Overall, the results of this experimental study illustrate the contrasting effects of competition and facilitation on early succession in tropical forests. However, the story is not as clear cut as this because differences among landslides and the effects of stochastic processes, such as species arrival order, life-form of colonizing species and the competitive interactions among colonizing species, make projecting successional trajectories difficult.
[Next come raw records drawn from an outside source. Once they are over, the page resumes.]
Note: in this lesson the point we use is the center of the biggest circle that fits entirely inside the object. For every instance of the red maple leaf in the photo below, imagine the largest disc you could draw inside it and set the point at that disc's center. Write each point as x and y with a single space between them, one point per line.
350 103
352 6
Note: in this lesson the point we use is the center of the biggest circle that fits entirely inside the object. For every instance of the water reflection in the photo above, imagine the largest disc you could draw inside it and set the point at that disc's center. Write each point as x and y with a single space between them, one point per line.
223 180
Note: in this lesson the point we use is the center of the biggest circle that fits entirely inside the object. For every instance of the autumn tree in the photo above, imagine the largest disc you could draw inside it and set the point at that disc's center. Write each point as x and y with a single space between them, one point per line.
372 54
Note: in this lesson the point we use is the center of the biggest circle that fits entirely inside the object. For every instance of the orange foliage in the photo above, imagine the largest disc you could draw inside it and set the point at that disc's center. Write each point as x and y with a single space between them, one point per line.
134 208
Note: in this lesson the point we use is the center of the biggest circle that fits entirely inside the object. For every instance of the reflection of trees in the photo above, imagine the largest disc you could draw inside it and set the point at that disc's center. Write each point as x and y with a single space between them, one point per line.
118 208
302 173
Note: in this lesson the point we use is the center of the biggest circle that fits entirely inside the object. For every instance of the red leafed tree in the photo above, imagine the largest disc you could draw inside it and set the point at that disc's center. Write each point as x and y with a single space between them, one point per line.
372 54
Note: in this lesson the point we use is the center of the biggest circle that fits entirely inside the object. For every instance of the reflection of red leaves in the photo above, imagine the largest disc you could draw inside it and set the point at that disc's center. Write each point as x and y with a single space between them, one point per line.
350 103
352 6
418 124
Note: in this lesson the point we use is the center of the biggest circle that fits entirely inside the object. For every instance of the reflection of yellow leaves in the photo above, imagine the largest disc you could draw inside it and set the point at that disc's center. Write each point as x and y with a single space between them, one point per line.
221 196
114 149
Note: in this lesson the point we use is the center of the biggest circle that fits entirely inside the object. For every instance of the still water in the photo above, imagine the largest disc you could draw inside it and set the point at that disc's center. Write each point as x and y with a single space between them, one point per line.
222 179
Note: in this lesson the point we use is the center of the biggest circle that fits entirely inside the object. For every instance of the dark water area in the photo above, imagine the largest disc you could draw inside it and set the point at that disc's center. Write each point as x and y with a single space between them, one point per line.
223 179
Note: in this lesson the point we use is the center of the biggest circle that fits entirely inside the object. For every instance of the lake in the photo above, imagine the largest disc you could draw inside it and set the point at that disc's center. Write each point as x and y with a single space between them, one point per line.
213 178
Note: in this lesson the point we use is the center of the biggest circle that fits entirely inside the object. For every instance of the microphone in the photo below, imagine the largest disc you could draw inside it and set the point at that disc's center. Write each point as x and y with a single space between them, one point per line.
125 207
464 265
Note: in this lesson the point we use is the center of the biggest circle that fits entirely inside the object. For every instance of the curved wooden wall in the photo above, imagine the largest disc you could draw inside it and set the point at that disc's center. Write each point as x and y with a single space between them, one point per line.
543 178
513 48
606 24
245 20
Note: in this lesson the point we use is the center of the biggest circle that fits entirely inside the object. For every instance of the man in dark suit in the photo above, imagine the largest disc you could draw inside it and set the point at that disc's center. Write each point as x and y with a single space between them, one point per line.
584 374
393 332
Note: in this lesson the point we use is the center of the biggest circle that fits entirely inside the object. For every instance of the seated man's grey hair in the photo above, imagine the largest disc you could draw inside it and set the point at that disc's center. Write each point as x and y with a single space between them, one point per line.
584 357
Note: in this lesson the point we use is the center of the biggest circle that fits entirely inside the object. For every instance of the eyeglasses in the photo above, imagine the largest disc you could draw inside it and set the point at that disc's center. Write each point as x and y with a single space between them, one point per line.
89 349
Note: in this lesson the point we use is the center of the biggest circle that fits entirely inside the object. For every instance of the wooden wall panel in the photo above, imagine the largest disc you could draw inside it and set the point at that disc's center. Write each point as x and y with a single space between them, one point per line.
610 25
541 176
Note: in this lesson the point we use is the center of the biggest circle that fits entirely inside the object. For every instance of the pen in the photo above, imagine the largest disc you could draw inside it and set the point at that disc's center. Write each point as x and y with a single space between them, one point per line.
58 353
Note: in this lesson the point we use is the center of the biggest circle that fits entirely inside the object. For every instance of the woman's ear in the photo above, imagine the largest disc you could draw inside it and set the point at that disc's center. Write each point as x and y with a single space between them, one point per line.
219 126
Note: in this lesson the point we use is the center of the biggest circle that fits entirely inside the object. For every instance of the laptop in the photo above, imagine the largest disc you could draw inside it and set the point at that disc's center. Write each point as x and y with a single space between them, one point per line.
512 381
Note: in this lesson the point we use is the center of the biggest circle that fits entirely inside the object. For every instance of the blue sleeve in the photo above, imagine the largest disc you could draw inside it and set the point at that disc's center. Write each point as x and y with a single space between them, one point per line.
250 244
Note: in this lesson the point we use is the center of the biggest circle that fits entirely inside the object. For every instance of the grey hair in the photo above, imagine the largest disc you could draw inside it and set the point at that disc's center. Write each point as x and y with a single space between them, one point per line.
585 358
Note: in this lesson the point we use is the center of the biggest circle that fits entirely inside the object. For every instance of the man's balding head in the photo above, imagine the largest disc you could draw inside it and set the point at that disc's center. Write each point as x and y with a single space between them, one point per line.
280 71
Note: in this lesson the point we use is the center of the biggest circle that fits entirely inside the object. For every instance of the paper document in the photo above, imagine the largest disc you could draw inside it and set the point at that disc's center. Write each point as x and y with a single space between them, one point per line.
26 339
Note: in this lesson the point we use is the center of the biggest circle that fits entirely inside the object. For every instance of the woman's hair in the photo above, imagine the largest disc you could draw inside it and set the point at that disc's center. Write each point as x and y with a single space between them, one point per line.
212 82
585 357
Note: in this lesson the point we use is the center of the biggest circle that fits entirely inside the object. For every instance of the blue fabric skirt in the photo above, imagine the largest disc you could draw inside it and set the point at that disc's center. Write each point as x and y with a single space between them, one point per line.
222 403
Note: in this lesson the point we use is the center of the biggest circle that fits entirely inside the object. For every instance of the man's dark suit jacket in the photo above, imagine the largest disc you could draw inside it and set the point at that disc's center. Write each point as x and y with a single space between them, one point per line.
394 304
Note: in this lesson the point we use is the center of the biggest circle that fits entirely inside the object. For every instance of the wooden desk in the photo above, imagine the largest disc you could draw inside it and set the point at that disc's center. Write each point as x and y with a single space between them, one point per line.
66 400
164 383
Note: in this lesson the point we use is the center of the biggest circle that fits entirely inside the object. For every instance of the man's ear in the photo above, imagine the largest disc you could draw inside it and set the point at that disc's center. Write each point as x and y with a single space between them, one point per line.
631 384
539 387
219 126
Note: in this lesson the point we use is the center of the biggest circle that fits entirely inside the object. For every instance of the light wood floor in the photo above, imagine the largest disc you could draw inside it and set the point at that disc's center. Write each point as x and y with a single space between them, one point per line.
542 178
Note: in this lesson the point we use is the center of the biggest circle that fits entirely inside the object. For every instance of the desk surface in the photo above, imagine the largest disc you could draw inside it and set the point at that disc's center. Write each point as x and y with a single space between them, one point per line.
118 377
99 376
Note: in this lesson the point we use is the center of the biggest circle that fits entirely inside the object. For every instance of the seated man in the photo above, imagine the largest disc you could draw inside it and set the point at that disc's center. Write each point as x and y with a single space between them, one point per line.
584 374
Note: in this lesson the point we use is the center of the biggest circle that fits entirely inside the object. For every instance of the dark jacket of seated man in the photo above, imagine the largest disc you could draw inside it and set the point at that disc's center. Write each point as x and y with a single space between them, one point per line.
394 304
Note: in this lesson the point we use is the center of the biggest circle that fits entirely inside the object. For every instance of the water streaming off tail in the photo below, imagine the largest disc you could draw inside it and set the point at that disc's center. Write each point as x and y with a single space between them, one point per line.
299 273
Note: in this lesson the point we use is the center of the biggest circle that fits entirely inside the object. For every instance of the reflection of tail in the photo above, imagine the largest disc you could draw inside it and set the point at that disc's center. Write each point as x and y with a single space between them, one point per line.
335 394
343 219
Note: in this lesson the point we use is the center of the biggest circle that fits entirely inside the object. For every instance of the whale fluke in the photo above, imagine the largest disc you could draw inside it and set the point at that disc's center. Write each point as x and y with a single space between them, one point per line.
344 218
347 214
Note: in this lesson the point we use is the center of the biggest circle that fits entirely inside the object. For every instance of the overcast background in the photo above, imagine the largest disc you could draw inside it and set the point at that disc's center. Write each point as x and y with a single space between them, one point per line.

The authors conclude that their study shows that rain forest succession is directed by the contrasting facilitative role of early successional woody plants and the inhibitive role of scrambling ferns and tree ferns. Other studies have suggested that facilitative dynamics in early succession are driven by phylogenetically distant lineages (Verdú et al. 2009). However, this study suggests that early successional species may nevertheless have certain life- history features in common. Barbarian invaders aside, there is much still to be learned about succession that experimental work and the incorporation of modern ideas can inform us about.

David Gibson
Editor, Journal of Ecology


  • Bowker, M., F. Maestre, & Soliveres, S. (2010) Competition increases with abiotic stress and regulates the diversity of biological soil crusts. Journal of Ecology, 98, 551-560.
  • Brooker, R.W. & Callaway, R.M. (2009) Editorial: Facilitation in the conceptual melting pot. Journal of Ecology, 97, 1117-1120.
  • Clements, F.E. (1936) Nature and structure of the climax. Journal of Ecology, 24, 252-284
  • Connell, J.H. & Slatyer, R.O. (1977) Mechanisms of succession in natural communities and their role in community stability and organization. The American Naturalist, 163, 823-843.
  • Cowles, H.C. (1899) The ecological relations of the vegetation of the sand dunes of Lake Michigan. Botanical Gazette, 27, 95-117, 167-202, 281-308, 361-91.
  • Gleason, H.A (1926) The individualistic concept of the plant succession. Bulletin of the Torrey Botanical Club, 53, 7-26,
  • Maestre, F.T., R.M. Callaway, F. Valladares, & Lortie, C.J. (2009) Refining the stress-gradient hypothesis for competition and facilitation in plant communities. Journal of Ecology, 97, 199-205.
  • Tansley, A.G. (1920) The classification of vegetation and the concept of development. Journal of Ecology, 8, 118-149.
  • Verdú, M., P.J. Rey, J.M. Alcántara, G. Siles, & Valiente-Banuet, A. (2009) Phylogenetic signatures of facilitation and competition in successional communities. Journal of Ecology, 97, 1171-1181.